Las hojas de los eucaliptos caían sobre los caminantes con la brisa que soplaba aquella tarde, era refrescante andar por entre los arboles por su fresco ambiente que aplacaba el duro calor que hacía en estos meses de verano, quizá por ello ese día había estacionado el auto cerca a este bosque y no donde todos peleaban por estacionar, cerca de las aulas.

Demore un poco en salir del auto mientras arreglaba mi camisa y me rociaba un poco de perfume, después de todo era el primer día del Diplomado Internacional en …, era rimbombante el nombre del curso y auguraba que así de grandioso fuese el conocimiento que iba adquirir.

Presto me interne en medio del bosque y camine lentamente, embriagado por el aroma de los eucaliptos recordé mi niñez, en la casa de campo de papá, había un bosque muy grande donde había muchos eucaliptos, que de tiempo en tiempo soltaban cortezas que caían al suelo, Yo las recogía y me preguntaba:

¿Porque mamá compraba trozos de canela en la tienda cuando preparaba arroz con leche (mi postre favorito) si la canela andaba desperdigada en grandes cantidades en el bosque?,

– Algún día seré millonario cuando venda toda esta canela, – me decía –

Si bien eran parecidos, la corteza del eucalipto no era agradable cuando lo mezclabas con el arroz con leche, me lo enseño mamá con una paliza en las nalgas mientras botaba la olla entera del postre que yo había sazonado con corteza de eucalipto.

Ensimismado en mi recuerdo y con el dolor en la nalga que me hacía caminar como C-3PO (el Androide de protocolo de las Guerra de las Galaxias), aunque no era por la paliza de mamá sino por una inyección que me había puesto un día antes, proseguí mi camino al aula.

Dos horas más tarde estábamos en la cafetería con un grupo de compañeros que había conocido ese día, eran las 20:30 horas y me tomaba un café mientras nos hacíamos preguntas: ¿dónde trabajamos?, ¿si estábamos casados o no?, ¿en qué distrito vivíamos? y tímidamente (mientras entrabamos en confianza) algún comentario sobre alguna compañera que haya llamado nuestra atención; eran preguntas que todo grupo de hombres suele hacerse como ritual de iniciación (situarse en el lugar y saber quién eres dentro del grupo).

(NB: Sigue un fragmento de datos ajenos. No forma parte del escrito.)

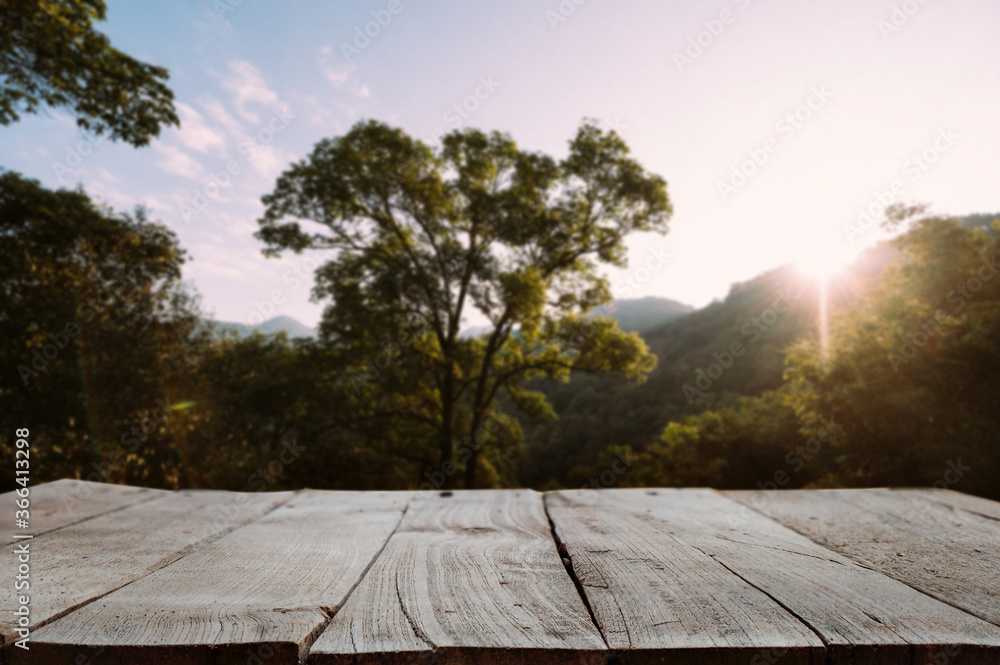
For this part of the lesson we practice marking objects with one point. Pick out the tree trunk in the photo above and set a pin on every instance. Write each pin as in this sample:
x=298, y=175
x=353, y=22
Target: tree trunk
x=470, y=468
x=445, y=462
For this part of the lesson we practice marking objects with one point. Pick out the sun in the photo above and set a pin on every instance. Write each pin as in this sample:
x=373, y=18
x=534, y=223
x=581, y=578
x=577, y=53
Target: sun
x=821, y=264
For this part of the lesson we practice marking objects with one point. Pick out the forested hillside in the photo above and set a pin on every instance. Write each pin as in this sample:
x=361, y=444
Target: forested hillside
x=600, y=417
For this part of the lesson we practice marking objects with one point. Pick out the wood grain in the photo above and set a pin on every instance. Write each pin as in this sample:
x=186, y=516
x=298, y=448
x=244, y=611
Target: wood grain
x=921, y=538
x=267, y=588
x=84, y=561
x=473, y=577
x=656, y=595
x=63, y=502
x=955, y=500
x=860, y=614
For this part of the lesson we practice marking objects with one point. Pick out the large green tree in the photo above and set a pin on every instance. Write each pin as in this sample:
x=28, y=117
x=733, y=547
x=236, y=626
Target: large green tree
x=50, y=54
x=426, y=239
x=91, y=315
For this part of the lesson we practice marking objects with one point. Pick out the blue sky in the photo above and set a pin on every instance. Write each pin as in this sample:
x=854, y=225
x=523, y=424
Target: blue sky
x=774, y=123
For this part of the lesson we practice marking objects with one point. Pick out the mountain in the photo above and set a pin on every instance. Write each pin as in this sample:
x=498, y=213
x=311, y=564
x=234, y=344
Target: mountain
x=643, y=314
x=595, y=409
x=635, y=315
x=273, y=326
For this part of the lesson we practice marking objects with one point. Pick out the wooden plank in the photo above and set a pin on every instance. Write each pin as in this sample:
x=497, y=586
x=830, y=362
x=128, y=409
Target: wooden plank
x=266, y=589
x=662, y=599
x=84, y=561
x=63, y=502
x=956, y=501
x=861, y=615
x=951, y=554
x=469, y=577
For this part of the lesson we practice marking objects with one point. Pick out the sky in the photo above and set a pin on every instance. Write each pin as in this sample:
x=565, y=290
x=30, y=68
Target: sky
x=775, y=124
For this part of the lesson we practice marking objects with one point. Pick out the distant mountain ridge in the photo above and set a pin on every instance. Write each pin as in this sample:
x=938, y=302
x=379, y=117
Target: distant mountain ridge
x=633, y=315
x=286, y=324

Estaba mirando mi café y escuchando contar sus aventuras al soltero del grupo, cuando algo a lo lejos llamo mi atención, el perfil de esa persona sentada junto a la puerta me era conocido, estaba de espaldas hacia mi pero por momentos con ese tic que tenia de jugar con los pies balanceándose sobre la silla mostraba su rostro, traía un libro en sus manos y un vaso con jugo de naranja sobre la mesa esperando ser bebido; supuse que recién había llegado porque no lo había visto cuando entre a la cafetería y estaba segurísimo de ello, porque a dos pasos de él había una simpática señorita que había tomado mi mirada al llegar y no lo soltó hasta que me dirigí a caja a pagar mi café.

En mi situación de hombre casado y feliz no me eran permitidos ese tipo de coqueterías, aunque; cuando ocurría, recordaba la canción de los hombres G, “nunca hemos sido los guapos del barrio, siempre hemos sido una cosa normal….”. Lo cierto es, que ese tipo de situaciones elevaban tu ego masculino, incluso con un esfuerzo inaudito intente caminar como Han Solo (Harrison Ford – en la Guerra de las Galaxias) aunque el dolor en las nalgas me recordaban a mi madre golpeándome con su olla de arroz con leche… además no estaba mi mejor amigo que era un experto bajando egos con su frase “Quieto Brat Pit”.

La guapa chica estaba concentrada en su revista ahora y no me prestaba atención. Yo estaba intrigado por si la persona que veía a los lejos era el mismo de la estación Canadá en la Vía expresa, habian pasado muchos años,… pedi disculpas al grupo, me pare y camine hacia él … esperando no equivocarme.